Sie schnappte hörbar nach Luft.

„Warum tötest du mich dann nicht gleich?", ihre Wut war deutlich zu hören. „Gute Frage. Ich könnte dich auf der Stelle umbringen, aber dann würde in wenigen Sekunden eine neue reine Seele geboren werden und die Suche von Neuem beginnen. Das Risiko ist zu groß, dass Michael und Gabriel sie zuerst finden." „Also behältst du mich hier, bis du gesiegt hast, um mich dann zu töten?" „Richtig." „Du bist der größte Abschaum", sie ballte ihre Hände zu Fäusten und musste sich sehr stark zurückhalten, sonst wäre sie ihm an die Gurgel gesprungen. Er zuckte unbeteiligt die Schultern und drehte sich um, um sie allein zu lassen.

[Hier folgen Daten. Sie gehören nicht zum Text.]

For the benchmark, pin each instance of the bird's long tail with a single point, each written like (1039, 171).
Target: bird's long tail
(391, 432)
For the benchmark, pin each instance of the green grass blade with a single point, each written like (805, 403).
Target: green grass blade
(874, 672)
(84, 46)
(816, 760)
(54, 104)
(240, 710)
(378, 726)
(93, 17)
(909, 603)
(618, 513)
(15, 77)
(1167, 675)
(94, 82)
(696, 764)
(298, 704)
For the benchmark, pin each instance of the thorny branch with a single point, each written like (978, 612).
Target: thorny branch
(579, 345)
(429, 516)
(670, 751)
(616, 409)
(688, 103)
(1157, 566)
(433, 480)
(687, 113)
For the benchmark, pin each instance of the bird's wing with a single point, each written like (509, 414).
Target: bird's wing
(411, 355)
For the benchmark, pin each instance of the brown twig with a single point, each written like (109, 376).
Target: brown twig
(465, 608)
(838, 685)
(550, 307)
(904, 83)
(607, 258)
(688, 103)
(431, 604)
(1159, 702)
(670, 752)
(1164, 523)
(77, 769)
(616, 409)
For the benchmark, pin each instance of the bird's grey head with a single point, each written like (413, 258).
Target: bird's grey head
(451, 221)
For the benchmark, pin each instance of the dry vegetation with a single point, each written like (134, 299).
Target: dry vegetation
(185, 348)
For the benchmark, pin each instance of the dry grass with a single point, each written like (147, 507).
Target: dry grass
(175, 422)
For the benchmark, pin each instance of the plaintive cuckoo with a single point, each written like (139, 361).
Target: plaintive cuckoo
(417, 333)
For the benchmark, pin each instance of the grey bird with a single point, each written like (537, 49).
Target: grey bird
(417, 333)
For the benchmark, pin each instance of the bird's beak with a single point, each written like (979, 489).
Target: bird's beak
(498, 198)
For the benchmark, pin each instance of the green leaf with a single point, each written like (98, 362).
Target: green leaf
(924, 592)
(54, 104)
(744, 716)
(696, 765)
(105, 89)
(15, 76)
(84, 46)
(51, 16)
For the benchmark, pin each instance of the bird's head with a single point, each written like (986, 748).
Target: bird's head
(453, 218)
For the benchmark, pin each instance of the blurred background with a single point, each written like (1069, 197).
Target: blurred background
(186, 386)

Als er um die nächste Ecke und somit aus ihrem Blickfeld verschwunden war, verpuffte ihre Wut und machte der Verzweiflung Platz.

Sie würde also sterben. Aber vorher noch ihre Familie und all ihre Freunde. Ganz zu schweigen von dem Rest der Menschheit.

Sie hatte irgendwie gehofft hier herauszukommen und wieder in ihr altes Leben schlüpfen zu können. Ihre Familie und ihre Freunde wiedersehen zu können, aber diese Hoffnung wurde soeben zerstört.

Sie hatte all ihre Liebsten bereits verloren.